Risk-Aware Decision Making

Most real-world decisions contain tradeoffs between achievable rewards and accepted losses. Current mainstream game-theoretic methods typically reduce this tradeoff to a single maximum reward objective by encoding the risks into the (negative) rewards. However, this leads to the loss of control over the tradeoff. We develop techniques for solving games where both the reward and the risk are explicitly and quantitatively considered in players' decisions.

Risk-Aware Reinforcement Learning

Reinforcement learning (RL) is a sub-area of machine learning concerned with learning agents acting in an interactive environment. Recent breakthroughs in gameplaying have been achieved using methods of reinforcement learning. We concentrate on developing RL methods for risk-aware agents that act to maximize their rewards while keeping their risk at an acceptable level. Our research comprises theoretical reasoning about various classes of agents/environments and experimental evaluation of developed algorithms.

RAlph - We develop a system for risk-aware reinforcement learning based on enhanced variants of the AlphaZero algorithm. The RAlph allows for an explicit specification of acceptable risk levels controlling thus aspects of its behavior that are typically difficult to express using rewards only. So far, the RAlph has been developed only for fully observable Markov decision processes.
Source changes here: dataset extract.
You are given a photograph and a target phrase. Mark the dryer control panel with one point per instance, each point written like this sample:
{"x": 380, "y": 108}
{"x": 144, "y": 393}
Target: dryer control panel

Possible research topics:

Extensions of RAlph towards more complex formalisms such as POMDP, multi-player games, etc.
Augmentation of more advanced RL algorithms, such as MuZero, with risk-awareness.
Theoretical study of risk-aware bandit problems.

What We Do

Formal reasoning

We study the theoretical properties of Risk-ware agents, such as the existence of optimal strategies and their structure.
We consider the theoretical complexity of computing optimal strategies for various types of games.

Algorithms

We develop algorithms synthesizing strategies in various types of games that are aware of the risks involved in maximizing the rewards.
We combine the methods of reinforcement learning, Monte Carlo tree search, linear programming, etc.

Experiments

We develop experimental implementations of our reinforcement learning algorithms.
We extensively experiment with game arenas such as various types of Maze problems and even real (simple) games such as Bomberman.